What is Takaful
The Takaful Insurance is based on the principle of cooperative and the principle of separation between the funds of shareholders and the funds of company participants (Takaful contributions).
How General Takaful Works
Takaful refers to the Islamic insurance where you committed to make donation which will be a contribution of sum of money to a Takaful fund. This will be agreement among the participants to mutually help each other against facing specific risks and suffering any form of misfortune, either arising from death, permanent disability, loss, damage or any other such misfortunes.
The contributions collected from the participants (policyholders) are considered as donations and it will constitute the Takaful fund from which all claims are reimbursed.

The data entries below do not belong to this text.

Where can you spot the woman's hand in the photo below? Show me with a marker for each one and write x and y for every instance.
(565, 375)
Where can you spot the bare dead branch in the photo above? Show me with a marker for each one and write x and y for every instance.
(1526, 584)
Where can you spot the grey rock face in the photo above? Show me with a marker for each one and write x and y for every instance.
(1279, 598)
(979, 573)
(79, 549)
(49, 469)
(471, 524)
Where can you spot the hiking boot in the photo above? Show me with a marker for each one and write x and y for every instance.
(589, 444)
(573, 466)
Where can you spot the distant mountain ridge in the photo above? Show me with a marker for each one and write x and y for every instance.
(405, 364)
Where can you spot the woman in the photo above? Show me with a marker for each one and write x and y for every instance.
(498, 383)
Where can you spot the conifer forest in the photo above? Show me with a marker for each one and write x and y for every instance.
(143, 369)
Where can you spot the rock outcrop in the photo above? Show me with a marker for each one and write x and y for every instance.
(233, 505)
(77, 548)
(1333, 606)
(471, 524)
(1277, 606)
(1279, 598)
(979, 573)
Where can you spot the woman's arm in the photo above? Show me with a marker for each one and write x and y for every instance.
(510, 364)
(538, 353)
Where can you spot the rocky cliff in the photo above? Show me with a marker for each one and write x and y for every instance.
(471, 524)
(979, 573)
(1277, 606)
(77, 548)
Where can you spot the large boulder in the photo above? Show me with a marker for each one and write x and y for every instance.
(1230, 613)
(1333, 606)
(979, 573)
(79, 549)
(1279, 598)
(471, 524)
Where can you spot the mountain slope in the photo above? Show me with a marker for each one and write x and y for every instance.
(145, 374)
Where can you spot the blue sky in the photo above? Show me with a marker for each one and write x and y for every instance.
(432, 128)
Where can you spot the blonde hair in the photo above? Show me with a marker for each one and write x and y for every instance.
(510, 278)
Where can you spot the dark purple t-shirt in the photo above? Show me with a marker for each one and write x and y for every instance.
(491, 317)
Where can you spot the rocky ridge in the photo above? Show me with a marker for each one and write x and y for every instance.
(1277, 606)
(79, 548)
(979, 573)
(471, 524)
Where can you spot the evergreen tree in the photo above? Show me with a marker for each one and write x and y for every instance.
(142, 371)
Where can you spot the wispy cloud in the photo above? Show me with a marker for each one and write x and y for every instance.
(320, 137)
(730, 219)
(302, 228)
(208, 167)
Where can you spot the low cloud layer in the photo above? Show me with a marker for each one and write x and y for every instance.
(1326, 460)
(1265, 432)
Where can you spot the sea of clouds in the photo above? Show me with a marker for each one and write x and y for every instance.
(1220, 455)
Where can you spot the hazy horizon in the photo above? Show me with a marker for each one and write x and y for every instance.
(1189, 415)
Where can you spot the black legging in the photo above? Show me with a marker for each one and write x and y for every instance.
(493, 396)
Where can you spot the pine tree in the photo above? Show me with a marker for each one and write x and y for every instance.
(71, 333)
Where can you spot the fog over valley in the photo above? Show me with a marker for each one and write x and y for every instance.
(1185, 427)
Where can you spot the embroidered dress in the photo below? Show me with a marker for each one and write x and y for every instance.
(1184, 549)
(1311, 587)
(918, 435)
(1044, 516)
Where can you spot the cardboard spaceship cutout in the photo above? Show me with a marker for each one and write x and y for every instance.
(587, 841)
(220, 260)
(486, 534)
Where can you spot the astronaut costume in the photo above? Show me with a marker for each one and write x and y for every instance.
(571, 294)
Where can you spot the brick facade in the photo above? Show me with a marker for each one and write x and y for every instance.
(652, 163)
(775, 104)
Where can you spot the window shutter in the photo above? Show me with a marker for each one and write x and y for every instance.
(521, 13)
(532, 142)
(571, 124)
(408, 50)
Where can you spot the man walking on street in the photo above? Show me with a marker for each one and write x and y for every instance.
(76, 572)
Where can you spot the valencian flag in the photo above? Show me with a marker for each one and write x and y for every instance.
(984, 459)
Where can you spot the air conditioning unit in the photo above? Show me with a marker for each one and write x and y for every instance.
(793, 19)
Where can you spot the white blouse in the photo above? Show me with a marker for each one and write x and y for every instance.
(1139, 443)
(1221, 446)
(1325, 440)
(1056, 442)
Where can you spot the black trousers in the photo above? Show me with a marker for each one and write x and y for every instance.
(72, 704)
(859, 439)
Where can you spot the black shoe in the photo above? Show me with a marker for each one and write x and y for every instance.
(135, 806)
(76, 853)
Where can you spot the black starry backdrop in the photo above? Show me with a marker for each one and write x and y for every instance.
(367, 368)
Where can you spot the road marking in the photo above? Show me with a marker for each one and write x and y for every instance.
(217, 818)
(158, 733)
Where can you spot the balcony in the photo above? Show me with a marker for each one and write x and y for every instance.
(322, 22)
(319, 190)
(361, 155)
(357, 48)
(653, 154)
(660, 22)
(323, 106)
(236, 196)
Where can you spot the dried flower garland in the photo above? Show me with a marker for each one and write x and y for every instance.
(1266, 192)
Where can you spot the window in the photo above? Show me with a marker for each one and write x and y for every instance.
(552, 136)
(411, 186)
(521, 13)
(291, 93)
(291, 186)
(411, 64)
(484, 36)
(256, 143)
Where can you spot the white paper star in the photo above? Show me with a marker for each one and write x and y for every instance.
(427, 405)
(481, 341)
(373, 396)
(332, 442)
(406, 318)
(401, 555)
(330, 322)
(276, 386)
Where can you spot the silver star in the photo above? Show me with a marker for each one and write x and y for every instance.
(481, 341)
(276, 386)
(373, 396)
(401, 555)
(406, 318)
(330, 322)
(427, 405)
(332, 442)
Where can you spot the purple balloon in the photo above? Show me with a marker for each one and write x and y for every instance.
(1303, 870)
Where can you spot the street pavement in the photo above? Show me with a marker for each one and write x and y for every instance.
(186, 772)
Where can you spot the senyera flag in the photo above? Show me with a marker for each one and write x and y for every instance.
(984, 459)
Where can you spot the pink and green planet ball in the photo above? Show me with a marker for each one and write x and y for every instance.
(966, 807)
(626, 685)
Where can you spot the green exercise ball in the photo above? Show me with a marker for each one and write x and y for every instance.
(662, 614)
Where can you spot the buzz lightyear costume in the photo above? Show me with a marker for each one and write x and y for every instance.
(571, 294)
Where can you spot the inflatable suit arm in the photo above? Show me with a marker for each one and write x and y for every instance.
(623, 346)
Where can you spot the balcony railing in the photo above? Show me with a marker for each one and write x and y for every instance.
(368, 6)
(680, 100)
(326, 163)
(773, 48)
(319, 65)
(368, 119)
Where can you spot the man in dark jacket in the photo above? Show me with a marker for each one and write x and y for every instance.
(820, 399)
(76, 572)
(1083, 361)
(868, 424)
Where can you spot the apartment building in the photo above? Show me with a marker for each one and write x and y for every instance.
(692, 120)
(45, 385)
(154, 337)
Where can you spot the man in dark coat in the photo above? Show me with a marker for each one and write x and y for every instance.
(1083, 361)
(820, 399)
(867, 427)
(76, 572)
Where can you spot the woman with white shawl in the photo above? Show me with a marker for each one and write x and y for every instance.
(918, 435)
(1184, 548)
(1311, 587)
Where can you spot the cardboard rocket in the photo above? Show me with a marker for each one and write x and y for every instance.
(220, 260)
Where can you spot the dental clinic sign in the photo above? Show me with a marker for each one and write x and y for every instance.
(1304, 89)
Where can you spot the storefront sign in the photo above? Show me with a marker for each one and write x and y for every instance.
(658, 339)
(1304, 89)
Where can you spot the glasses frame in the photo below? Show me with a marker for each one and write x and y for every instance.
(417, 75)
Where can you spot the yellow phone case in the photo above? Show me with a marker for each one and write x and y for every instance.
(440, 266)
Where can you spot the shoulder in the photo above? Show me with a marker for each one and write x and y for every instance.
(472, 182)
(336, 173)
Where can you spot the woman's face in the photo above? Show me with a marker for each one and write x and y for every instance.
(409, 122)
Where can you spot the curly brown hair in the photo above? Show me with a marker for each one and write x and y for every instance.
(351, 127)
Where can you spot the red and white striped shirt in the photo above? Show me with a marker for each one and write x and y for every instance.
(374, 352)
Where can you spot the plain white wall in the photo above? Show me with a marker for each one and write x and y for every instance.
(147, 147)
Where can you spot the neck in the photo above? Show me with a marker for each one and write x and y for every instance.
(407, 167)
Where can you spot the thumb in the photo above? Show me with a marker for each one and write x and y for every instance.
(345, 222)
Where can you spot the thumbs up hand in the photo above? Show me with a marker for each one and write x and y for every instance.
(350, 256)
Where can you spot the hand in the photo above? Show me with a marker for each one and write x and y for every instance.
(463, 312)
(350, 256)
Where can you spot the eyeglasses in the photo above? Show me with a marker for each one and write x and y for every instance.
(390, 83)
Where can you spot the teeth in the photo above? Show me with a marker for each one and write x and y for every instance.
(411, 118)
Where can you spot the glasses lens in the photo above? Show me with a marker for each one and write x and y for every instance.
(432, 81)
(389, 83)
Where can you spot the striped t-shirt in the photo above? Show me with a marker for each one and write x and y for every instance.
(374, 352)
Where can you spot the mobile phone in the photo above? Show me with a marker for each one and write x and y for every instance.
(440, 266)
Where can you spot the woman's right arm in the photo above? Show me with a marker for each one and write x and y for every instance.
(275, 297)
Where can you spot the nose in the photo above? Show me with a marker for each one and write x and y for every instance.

At the end of each financial year, after deduction of the expenses, any remaining cash surplus (if any) in the Takaful Fund could be distributed to the participants (policyholders) in the form of cash dividends or it could be returned to the Takaful Fund.
In this respect, Takaful business is different from the conventional insurance in which the participants (policyholders) benefit from the surplus of the Takaful Funds (if any) and the return generated from Investment assets.
The investment assets of the Takaful Funds represent the reserves and retained earning which are managed by the company management against pre-agreed fee.
The model of Wakala (agency) is being used to issue the Takaful policy and manage it. While the model of Mudaraba (Joint Venture) is being used to Manage the investments.
The operational framework of Takaful avoids elements of Riba (interest or usury) and Gharar (unknown or ambiguous factor in the contract) and another factors that are considered to be against the Shari’a rules and principles.
If there is a deficiency in the Takaful Fund, the Shareholders Fund may give a Qard Hasan (interest free loan) to the Takaful Fund to cover deficit.